Kosten voor opzetten mislukte kledingwinkel aftrekbaar
Belanghebbende (X) heeft in 2014 getracht een kledingwinkel op te zetten. Daartoe heeft zij een winkelruimte gehuurd, deze ruimte ingericht en kleding ingekocht. De kosten die zij in 2014 ten behoeve van de winkel heeft gemaakt bedragen € 19.612 en zijn gefinancierd door haar toenmalige echtgenoot.
Door omstandigheden bij de Turkse leverancier is de ingekochte kleding niet geleverd. Voorts beschikte X, nadat haar huwelijksrelatie was verbroken, niet langer over financiële middelen om in haar zaak te investeren. Nadat een kredietaanvraag bij afwezigheid van een borgsteller was afgewezen, heeft X haar activiteiten nog in 2014 gestaakt.
X heeft bezwaar gemaakt tegen de aan haar ambtshalve opgelegde aanslag IB/PVV 2014. Zij stelt dat de Inspecteur de kosten voor het opzetten van de winkel ten onrechte niet in aanmerking heeft genomen.
In geschil is in de eerste plaats of de activiteiten van X een bron van inkomen vormen.
Volgens Rechtbank Den Haag is er geen aanleiding om te veronderstellen dat geen sprake is geweest van een objectieve voordeelsverwachting. De Rechtbank acht een bron van inkomen aanwezig. De Inspecteur heeft de kosten ten onrechte niet in aanmerking genomen.
Met het drijven van een winkel in de door X beoogde vorm en omvang zal in de regel sprake zijn van winst uit onderneming.

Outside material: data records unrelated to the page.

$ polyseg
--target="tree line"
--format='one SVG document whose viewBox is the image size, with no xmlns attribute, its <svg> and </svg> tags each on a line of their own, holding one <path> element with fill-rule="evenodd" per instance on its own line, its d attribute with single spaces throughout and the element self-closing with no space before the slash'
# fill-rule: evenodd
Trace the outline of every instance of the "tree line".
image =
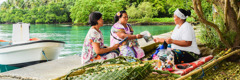
<svg viewBox="0 0 240 80">
<path fill-rule="evenodd" d="M 166 0 L 7 0 L 0 5 L 0 23 L 86 24 L 93 11 L 103 14 L 106 23 L 126 10 L 130 19 L 172 17 L 176 6 Z"/>
</svg>

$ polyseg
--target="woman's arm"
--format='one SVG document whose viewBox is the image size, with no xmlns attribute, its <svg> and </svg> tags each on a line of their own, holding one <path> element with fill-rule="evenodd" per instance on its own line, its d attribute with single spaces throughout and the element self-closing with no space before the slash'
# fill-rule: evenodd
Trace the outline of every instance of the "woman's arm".
<svg viewBox="0 0 240 80">
<path fill-rule="evenodd" d="M 168 44 L 176 44 L 178 46 L 182 46 L 182 47 L 188 47 L 192 45 L 192 41 L 185 41 L 185 40 L 173 40 L 171 38 L 166 39 L 166 42 Z"/>
<path fill-rule="evenodd" d="M 163 43 L 164 42 L 164 38 L 154 38 L 153 39 L 155 43 Z"/>
<path fill-rule="evenodd" d="M 92 46 L 96 54 L 104 54 L 117 49 L 119 47 L 119 44 L 115 44 L 113 47 L 100 48 L 100 43 L 92 42 Z"/>
<path fill-rule="evenodd" d="M 139 39 L 139 38 L 142 38 L 143 36 L 140 35 L 140 34 L 137 34 L 137 35 L 131 35 L 131 34 L 126 34 L 124 32 L 117 32 L 117 36 L 121 39 L 124 39 L 125 37 L 128 37 L 128 40 L 131 40 L 131 39 Z"/>
</svg>

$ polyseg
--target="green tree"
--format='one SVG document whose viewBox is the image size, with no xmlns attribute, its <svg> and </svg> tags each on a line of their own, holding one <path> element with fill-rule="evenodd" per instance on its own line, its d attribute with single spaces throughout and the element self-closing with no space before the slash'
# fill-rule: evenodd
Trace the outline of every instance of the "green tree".
<svg viewBox="0 0 240 80">
<path fill-rule="evenodd" d="M 88 15 L 99 11 L 105 22 L 112 22 L 114 15 L 126 4 L 125 0 L 78 0 L 70 10 L 70 17 L 74 23 L 86 24 Z"/>
</svg>

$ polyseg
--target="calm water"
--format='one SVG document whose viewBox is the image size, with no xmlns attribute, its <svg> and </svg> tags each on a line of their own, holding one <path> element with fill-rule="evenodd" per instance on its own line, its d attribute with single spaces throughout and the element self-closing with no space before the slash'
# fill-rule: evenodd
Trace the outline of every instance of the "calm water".
<svg viewBox="0 0 240 80">
<path fill-rule="evenodd" d="M 142 31 L 149 31 L 152 35 L 158 35 L 169 32 L 174 29 L 174 25 L 159 26 L 132 26 L 134 34 Z M 66 26 L 63 24 L 31 24 L 30 38 L 39 38 L 42 40 L 59 40 L 66 42 L 60 57 L 80 54 L 84 38 L 90 26 Z M 106 46 L 110 45 L 111 26 L 103 26 L 100 30 L 104 36 Z M 11 41 L 12 24 L 0 24 L 0 39 Z"/>
</svg>

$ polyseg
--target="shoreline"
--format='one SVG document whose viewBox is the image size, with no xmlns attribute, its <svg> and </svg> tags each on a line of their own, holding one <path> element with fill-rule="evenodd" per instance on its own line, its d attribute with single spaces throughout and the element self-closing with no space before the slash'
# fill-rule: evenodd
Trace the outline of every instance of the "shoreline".
<svg viewBox="0 0 240 80">
<path fill-rule="evenodd" d="M 16 24 L 16 23 L 0 23 L 0 24 Z M 31 23 L 30 23 L 31 24 Z M 42 23 L 34 23 L 34 24 L 42 24 Z M 83 25 L 83 24 L 73 24 L 72 22 L 65 22 L 65 23 L 43 23 L 43 24 L 68 24 L 71 26 L 77 25 L 77 26 L 89 26 L 87 25 Z M 104 23 L 104 26 L 109 26 L 109 25 L 113 25 L 114 23 Z M 131 25 L 175 25 L 174 22 L 143 22 L 143 23 L 133 23 L 130 22 L 129 24 Z"/>
</svg>

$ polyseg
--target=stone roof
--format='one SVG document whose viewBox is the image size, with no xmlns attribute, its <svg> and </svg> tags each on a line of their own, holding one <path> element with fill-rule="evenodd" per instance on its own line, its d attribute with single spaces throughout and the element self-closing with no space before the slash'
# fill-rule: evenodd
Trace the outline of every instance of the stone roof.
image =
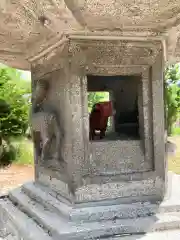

In de niet nader onderbouwde stelling van de Inspecteur dat sprake is van resultaat uit overige werkzaamheden ziet de Rechtbank geen aanleiding om daar in het onderhavige geval van af te wijken. X maakt echter niet aannemelijk dat zij aan het urencriterium heeft voldaan.
Aan X is een verzuimboete opgelegd omdat zij geen aangifte heeft gedaan. De Rechtbank vernietigt de verzuimboete. Zij acht aannemelijk dat X de aanmaning, in verband met een verhuizing, niet heeft ontvangen.